Una doppia stagnazione. Quella di un economia destinata a non decollare neanche nel 2020 e che quasi certamente pagherà duramente i contraccolpi del coronavirus. E quella di un governo che ormai da mesi è completamente paralizzato, succube delle guerre interne al M5s e in ostaggio di un Matteo Renzi deciso a tenerlo perennemente sul filo. Così, ancora una volta, ai pessimi indicatori economici messi nero su bianco negli ultimi giorni da Banca d'Italia, Istat e Ufficio parlamentare di bilancio e al rischio che l'epidemia cinese deprima l'intera economia planetaria, da Palazzo Chigi si reagisce con la consueta sequela di tavoli di lavoro. D'altra parte, è solo il secondo atto di quella verifica di governo annunciata con grande squillare di trombe all'indomani delle regionali di Emilia Romagna e Calabria, incontri e riunioni che di concreto hanno fino ad oggi portato poco o niente.
Così, seguendo il solito spartito, proprio sul coronavirus ieri mattina si è consumato l'ennesimo vertice interministeriale, presenti Giuseppe Conte, il capo della Protezione civile Angelo Borrelli e i ministri Roberto Speranza, Luigi Di Maio, Roberto Gualtieri, Lorenzo Guerini e Dario Franceschini. Una riunione dalla quale è emersa l'intenzione del governo di «perseguire una linea di massima precauzione con l'obiettivo prioritario di assicurare la tutela della salute di tutti i cittadini, come fatto fino ad ora con tutte le misure già assunte». E qui sta uno degli aspetti più delicati, visto che Pechino considera «eccessive» le misure prese dall'Italia che tra i primi ha deciso di bloccare i voli con la Cina (proprio ieri le agenzie cinesi che si occupano dei visti per il nostro Paese hanno fatto sapere che resteranno chiuse fino al 17 febbraio). «Auspichiamo che Roma - ha fatto sapere Geng Shuang, portavoce del ministero degli Esteri cinese - possa avere una valutazione della situazione obiettiva, razionale e fondata sulla scienza e che si attenga alle raccomandazione dell'Oms senza andare oltre il limite del ragionevole». Un appello che non ha però fatto breccia nel governo italiano, convinto a seguire la linea del massimo rigore. «Siamo solidali con il popolo cinese, ma la salute dei nostri cittadini resta la priorità», è la replica arrivata da Palazzo Chigi. Una posizione che, una volta tanto, non divide la politica, visto che anche l'opposizione concorda sul punto.

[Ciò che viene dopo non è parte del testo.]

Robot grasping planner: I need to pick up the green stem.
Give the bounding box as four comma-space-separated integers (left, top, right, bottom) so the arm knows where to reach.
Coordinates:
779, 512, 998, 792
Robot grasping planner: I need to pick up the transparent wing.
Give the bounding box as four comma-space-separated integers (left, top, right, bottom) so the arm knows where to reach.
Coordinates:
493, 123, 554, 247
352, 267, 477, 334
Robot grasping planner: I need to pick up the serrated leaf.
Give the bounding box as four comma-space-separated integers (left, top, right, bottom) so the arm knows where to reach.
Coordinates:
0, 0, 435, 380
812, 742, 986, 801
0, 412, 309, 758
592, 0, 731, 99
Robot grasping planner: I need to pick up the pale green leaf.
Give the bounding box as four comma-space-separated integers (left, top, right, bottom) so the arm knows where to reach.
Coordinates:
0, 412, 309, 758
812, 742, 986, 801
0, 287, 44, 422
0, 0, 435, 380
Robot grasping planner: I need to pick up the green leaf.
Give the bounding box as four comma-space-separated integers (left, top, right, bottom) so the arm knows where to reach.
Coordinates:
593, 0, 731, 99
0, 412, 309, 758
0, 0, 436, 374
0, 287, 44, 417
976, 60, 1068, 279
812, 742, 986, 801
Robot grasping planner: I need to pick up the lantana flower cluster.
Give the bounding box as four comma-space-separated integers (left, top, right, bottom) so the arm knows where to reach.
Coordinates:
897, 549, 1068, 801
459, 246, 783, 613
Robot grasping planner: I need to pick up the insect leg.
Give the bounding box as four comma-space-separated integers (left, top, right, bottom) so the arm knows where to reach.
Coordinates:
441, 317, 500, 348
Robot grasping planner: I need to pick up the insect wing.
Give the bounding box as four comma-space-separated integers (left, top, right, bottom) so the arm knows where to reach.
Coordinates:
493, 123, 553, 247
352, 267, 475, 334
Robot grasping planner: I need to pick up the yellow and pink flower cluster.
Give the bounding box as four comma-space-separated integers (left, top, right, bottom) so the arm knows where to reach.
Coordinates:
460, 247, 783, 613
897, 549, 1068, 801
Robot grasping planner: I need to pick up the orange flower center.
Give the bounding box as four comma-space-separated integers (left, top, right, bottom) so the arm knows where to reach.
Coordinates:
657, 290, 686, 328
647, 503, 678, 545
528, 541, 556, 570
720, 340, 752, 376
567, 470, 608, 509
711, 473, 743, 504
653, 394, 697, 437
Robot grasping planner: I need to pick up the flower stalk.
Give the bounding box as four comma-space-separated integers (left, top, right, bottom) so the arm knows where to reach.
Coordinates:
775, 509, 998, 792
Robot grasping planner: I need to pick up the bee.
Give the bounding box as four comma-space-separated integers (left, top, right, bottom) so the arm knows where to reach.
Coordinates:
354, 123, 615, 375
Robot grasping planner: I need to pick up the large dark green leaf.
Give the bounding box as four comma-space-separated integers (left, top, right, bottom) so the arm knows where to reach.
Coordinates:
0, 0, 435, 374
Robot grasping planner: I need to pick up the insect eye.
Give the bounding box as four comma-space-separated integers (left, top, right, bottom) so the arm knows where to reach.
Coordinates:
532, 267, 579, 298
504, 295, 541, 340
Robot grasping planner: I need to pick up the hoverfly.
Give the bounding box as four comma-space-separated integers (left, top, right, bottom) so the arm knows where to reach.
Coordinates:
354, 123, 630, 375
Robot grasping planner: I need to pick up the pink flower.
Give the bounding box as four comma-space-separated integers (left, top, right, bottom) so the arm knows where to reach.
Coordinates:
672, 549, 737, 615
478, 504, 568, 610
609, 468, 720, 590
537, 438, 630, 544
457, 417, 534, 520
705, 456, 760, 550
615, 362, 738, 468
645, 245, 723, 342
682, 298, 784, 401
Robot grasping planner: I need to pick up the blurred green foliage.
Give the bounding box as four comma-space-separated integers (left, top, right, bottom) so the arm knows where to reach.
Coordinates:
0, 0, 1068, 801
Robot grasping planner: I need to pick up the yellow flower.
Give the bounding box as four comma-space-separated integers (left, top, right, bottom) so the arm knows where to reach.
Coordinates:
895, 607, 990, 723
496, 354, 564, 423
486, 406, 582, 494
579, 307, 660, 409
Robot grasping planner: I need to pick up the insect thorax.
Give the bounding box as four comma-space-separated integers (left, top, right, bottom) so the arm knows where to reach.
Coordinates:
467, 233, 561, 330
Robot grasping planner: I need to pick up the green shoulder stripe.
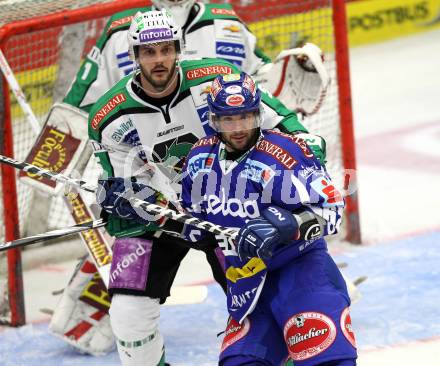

Inizia però a farsi strada una certa preoccupazione per i probabili ricaschi sul fronte economico. Non solo per le tante aziende italiane che operano in Cina e che - fa notare Confindustria - si trovano ad affrontare serie difficoltà logistiche, di gestione delle risorse e di approvvigionamenti della merce. Ma anche per i mancati introiti dei consistenti flussi turistici che arrivano in Italia dalla Cina. L'ultimo appello al sostegno tramite interventi finanziari è quello del governatore del Veneto, Luca Zaia, che parla di un vero e proprio «cataclisma» per una Venezia già messa in ginocchio dall'alluvione. Mentre il presidente della Lombardia Attilio Fontana teme un «impatto importante sulle grandi fiere», visto che «in queste manifestazioni i cinesi sono grandi partecipanti e grandi acquirenti». Inutile dire che a Palazzo Chigi è stato aperto un tavolo di lavoro anche su questo.
«Abbiamo avviato un percorso per individuare misure per contenere l'impatto dell'emergenza sul nostro sistema economico e produttivo, a partire da forme di sostegno all'attività e l'export delle aziende coinvolte», fa sapere a sera il ministro dell'Economia Gualtieri.